Among nodular thyroid disease, the presence of multinodular struma was the most common finding (35.3%), followed by benign nodular disease (29.4%). No malignant nodules were detected in our cohort and fine needle biopsy (FNAB) was performed only in case of nodules >1 cm or when ultrasound features were highly suspicious of malignancy. Total thyroidectomy was chosen in all cases of surgery; cytological analysis showed adenomatous nodules in 3 cases and follicular adenoma in 1 female subject. We agree with the recommendation of other groups that in these patients, when surgery is performed, the total thyroidectomy approach is the most advisable option in pediatric age [6-9].

All the subjects we collected had a normal thyroid hormone profile and none showed anti-peroxidase or anti-thyroglobulin antibodies, as reported by many authors [6-9].

We are aware that the limitations of this study are the retrospective nature of the data collection and the small size of the cohort, which limit the strength of the statistical analysis.

Therefore, the association of the severity of macrocephaly and multiple lipomas with nodular thyroid disease needs to be confirmed in larger cohorts, as well as the involvement of exon 6 and 8, which appears to increase the risk of nodular disease.

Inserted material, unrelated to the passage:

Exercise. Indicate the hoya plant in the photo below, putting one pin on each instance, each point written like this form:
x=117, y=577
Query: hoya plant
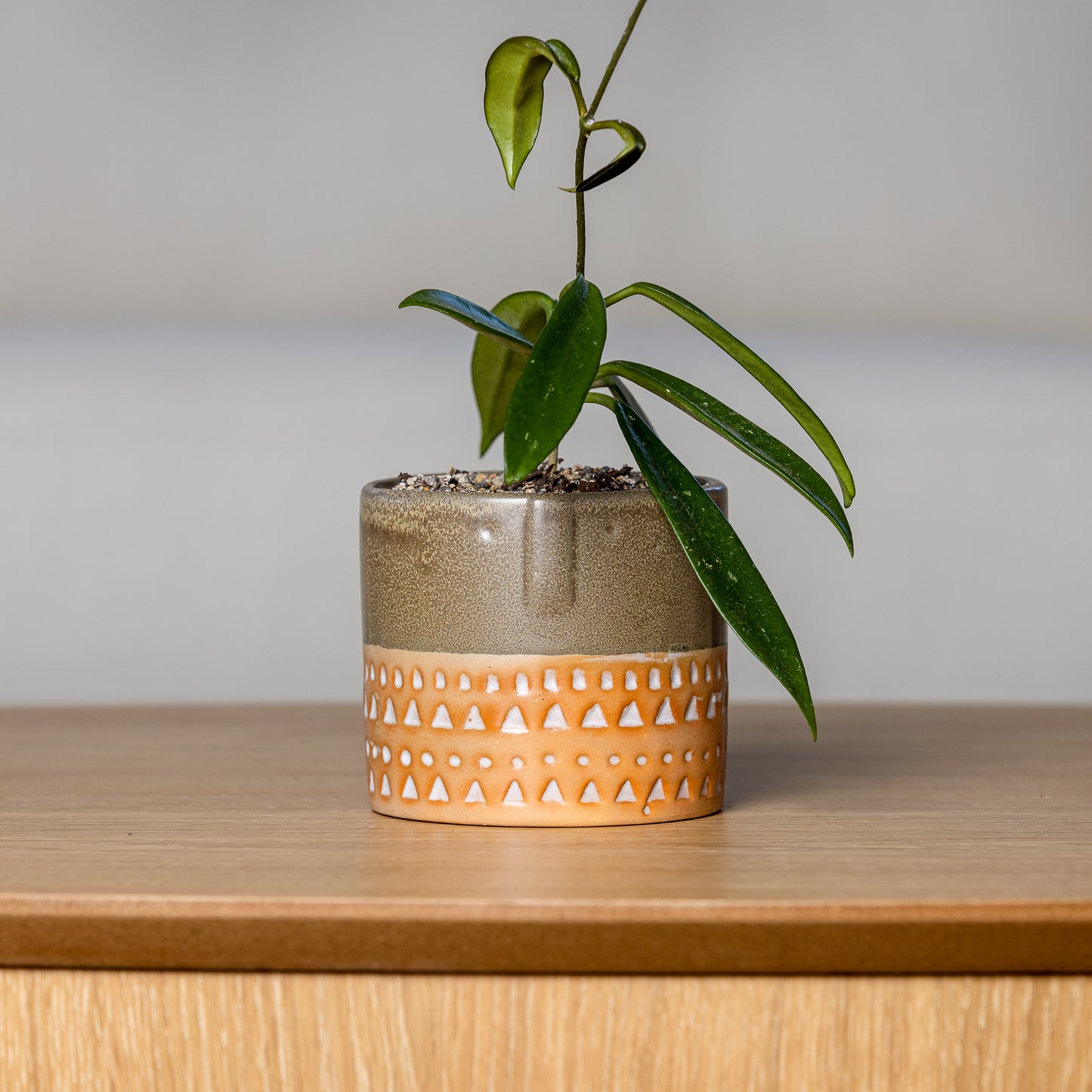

In conclusion, nodular thyroid disease is often the first serious complication in children with PTEN mutations, who have a higher risk of thyroid cancer. Therefore, an ultrasound surveillance program is recommended in all patients from infancy to avoid delayed diagnosis. The frequency of ultrasound screening should be decided on the basis of the first evaluation after confirmation of the PTEN mutation, but annual monitoring may be proposed, especially if severe macrocephaly is present. The proposed interval has to be modified and adapted when suspicious features of malignancy are present. In these cases, a fine needle biopsy is recommended and, if surgery is required, total thyroidectomy should be preferred.